Borrowers should also ask lenders about what they are paying intermediaries and expect clear and willing answers to this. A recent judgment by the UK Court of Appeal recognised that there is an issue with ‘secret commissions’, where brokers are sometimes remunerated without the knowledge of borrowers.

4. Think about what constitutes customer service

In a bid to secure finance, it can be quite easy to be forgiving of poor customer service. Likewise, it can seem to make sense to compromise on ‘niceties’ in favour of low-interest rates and repayment terms. This doesn’t have to be the case and borrowers shouldn’t have to sacrifice customer service for a good deal.

It pays to look for responsible lenders who treat their customers with due care and respect. In our research, finding a responsible provider was cited as a critical aspect when choosing a lender. More than a fifth (22%) of survey respondents said that it was most important to them.

The Financial Conduct Authority (FCA) has a set of guidelines on Treating Customers Fairly, which focus on delivering fair outcomes to borrowers.

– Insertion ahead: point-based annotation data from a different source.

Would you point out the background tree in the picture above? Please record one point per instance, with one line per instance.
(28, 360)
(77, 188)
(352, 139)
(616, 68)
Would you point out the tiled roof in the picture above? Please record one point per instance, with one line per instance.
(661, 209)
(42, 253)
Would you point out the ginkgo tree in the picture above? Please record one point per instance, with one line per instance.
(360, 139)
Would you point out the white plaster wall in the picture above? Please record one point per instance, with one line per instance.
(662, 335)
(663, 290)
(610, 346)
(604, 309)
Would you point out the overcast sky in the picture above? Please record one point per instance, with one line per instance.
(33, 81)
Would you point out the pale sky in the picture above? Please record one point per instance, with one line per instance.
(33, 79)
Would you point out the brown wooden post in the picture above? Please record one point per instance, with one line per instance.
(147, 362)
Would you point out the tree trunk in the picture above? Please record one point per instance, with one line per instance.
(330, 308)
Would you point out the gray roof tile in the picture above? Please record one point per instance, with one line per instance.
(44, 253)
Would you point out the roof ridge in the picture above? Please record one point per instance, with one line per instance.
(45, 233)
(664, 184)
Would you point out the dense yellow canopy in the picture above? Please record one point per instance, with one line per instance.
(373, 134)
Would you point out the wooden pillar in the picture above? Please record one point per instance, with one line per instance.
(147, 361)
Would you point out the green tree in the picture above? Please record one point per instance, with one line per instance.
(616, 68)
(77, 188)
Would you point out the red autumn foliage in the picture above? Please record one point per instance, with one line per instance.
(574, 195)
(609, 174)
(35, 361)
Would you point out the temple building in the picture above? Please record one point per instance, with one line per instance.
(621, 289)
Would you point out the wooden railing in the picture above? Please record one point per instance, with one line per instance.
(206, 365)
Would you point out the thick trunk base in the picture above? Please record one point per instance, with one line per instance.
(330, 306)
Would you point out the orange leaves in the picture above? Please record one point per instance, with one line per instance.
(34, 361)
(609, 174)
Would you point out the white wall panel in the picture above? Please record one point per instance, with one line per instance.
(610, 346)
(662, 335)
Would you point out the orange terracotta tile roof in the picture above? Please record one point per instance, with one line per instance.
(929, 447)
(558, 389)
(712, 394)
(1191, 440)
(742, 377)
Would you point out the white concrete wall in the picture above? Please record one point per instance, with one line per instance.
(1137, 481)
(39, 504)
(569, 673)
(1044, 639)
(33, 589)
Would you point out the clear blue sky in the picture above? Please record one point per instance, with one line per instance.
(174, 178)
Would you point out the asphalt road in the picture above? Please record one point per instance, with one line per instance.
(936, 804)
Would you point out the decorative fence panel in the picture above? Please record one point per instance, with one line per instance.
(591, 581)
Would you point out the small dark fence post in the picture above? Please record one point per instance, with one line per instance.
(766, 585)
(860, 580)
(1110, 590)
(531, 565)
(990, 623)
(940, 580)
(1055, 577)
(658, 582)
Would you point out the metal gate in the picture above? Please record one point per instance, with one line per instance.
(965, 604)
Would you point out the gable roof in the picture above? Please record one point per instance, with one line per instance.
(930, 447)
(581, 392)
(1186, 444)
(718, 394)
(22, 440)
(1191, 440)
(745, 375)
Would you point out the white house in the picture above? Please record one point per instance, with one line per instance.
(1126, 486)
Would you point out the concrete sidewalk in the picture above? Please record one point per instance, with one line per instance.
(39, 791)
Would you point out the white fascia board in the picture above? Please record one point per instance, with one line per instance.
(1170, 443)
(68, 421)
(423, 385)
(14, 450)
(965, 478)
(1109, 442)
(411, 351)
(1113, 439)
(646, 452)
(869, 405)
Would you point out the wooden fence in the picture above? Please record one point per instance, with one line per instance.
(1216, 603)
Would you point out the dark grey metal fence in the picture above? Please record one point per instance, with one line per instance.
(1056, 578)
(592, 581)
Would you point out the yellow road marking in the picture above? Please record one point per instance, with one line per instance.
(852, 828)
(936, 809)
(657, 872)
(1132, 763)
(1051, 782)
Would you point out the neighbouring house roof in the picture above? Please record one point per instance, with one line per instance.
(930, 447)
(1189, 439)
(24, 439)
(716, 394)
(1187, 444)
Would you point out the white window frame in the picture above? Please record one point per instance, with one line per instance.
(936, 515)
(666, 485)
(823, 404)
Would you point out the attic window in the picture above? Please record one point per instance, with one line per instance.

Where possible, borrowers should opt for lenders with these policies, as this gives them recourse should things go wrong.

5. Question how interested the lender is in your business

Borrowers shouldn’t be frustrated by lenders asking lots of questions about their business and should actually treat this as a good sign. The more interest that a finance provider takes in a borrower’s company, the more likely that business is to get a loan arrangement that properly fits their plans. This will also help to better manage and reduce risk.

Many businesses are now in the process of building back from the impacts of the pandemic and borrowing money will be a key part of this quest. 64% of SMEs are more likely to take on external finance because of COVID-19. These businesses must ensure they take the time to fully understand loan terms and conditions and avoid being blindsided by the need for fast cash. This will help them to minimise unseen and misunderstood risks.

*The research was conducted by Sapio Research in April 2021 on behalf of Reparo Finance.

204 SMEs, which have taken out external funding for their business in the last 12 months, were surveyed about their attitudes and understanding of business borrowing.